Though I grew up a diehard New York Mets fan, I entered Wake Forest in the fall of 2006 a Long Islander naïve to the intricacies of collegiate sports. Between the highs and lows of paying attention to baseball, I vaguely knew college football existed. But I soon learned that one of the great tragedies of growing up in the Northeast is being unable to experience glories of college gamedays.

Not being a fan of Wake sports was not an option, and I loved the Demon Deacons unconditionally from the start. I had no clue that Wake was picked to finish last in the ACC. I didn’t know that most other football stadiums ate our 31,500-seat home for breakfast.

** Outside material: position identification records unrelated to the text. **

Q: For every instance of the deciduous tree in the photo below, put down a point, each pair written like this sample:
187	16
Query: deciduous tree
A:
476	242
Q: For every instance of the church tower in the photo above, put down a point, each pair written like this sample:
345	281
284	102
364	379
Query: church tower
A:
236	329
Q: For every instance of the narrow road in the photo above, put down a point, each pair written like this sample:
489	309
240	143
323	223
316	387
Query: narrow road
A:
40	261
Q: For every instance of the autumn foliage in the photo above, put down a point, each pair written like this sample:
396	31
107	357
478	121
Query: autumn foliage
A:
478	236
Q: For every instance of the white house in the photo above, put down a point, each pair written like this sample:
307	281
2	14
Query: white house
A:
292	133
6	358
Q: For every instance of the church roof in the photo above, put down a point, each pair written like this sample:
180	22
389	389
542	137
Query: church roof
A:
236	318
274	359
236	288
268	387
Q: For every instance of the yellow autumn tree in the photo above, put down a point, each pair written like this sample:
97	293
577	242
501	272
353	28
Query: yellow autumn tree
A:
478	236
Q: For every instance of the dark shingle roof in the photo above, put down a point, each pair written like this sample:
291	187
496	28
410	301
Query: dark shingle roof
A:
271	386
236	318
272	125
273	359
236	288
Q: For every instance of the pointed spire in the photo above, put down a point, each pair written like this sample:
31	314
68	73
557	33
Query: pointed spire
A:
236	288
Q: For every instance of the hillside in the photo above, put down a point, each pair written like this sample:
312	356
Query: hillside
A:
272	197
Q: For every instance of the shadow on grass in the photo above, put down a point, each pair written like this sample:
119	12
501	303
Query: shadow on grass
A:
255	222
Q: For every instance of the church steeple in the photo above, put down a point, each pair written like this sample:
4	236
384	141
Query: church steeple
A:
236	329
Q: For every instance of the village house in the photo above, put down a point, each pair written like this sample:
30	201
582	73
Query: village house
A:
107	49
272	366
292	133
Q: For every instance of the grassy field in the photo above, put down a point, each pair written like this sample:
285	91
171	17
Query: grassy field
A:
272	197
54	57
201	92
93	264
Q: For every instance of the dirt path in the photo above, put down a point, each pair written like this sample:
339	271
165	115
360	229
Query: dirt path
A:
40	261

My first-ever college football game was the 2006 season opener, Wake Forest vs. Syracuse. Though I didn’t yet understand the point of tailgating in a sundress, as is a Southern tradition, I was instantly hooked on Wake football and all the intricacies of college sports.

It’s true what they tell you about college—it’s the best four years of your life, but freshman year is tougher than you would think. Grobey, as we liked to call him, rallied an entire school around a sport that often played second fiddle to the parallel sport of tailgating. The season progressed like a great concert, with each game better than the last, providing the greatest imaginable backdrop to cure any freshman blues. The winning games brought us closer to an ACC Championship. And the losing ones proved the level of class Coach Grobe brought to the Deacs.

That year, we finished the regular season 10–2, secured our spot in the ACC Championship game for the first time since 1970 and took home the title. Coach Grobe was named the ACC Coach of the Year and the AP National Coach of the Year.

The most surreal experience of our run was the Wake Forest–Boston College game, which featured now–Atlanta Falcons QB Matt Ryan playing for BC. We beat them and rushed the field. This was apparently not just a unique experience for me, but for all Wake football fans. The stadium was clearly not built for getting people on the field. We had to orderly file down the single staircase before exploding into mayhem. The goal posts would not come down, but not for lack of trying.

I’m not a fair-weather sports fan. But I’d be lying if I said that our run that year didn’t serve as a catalyst for my subsequent interest in football. I went on to be a Wake Forest Campus Correspondent for the ACC, writing a Wake football blog during my senior year. Though years later I would embarrass myself by pronouncing Nick Saban’s name “Nick Sa-bahn,” I wouldn’t have been in a position to even talk about football were it not for Grobe’s leadership.

Thank you, Coach Grobe, for I would not be the person I am today without your guidance. Though we never met, your leadership on and off the field has always inspired me.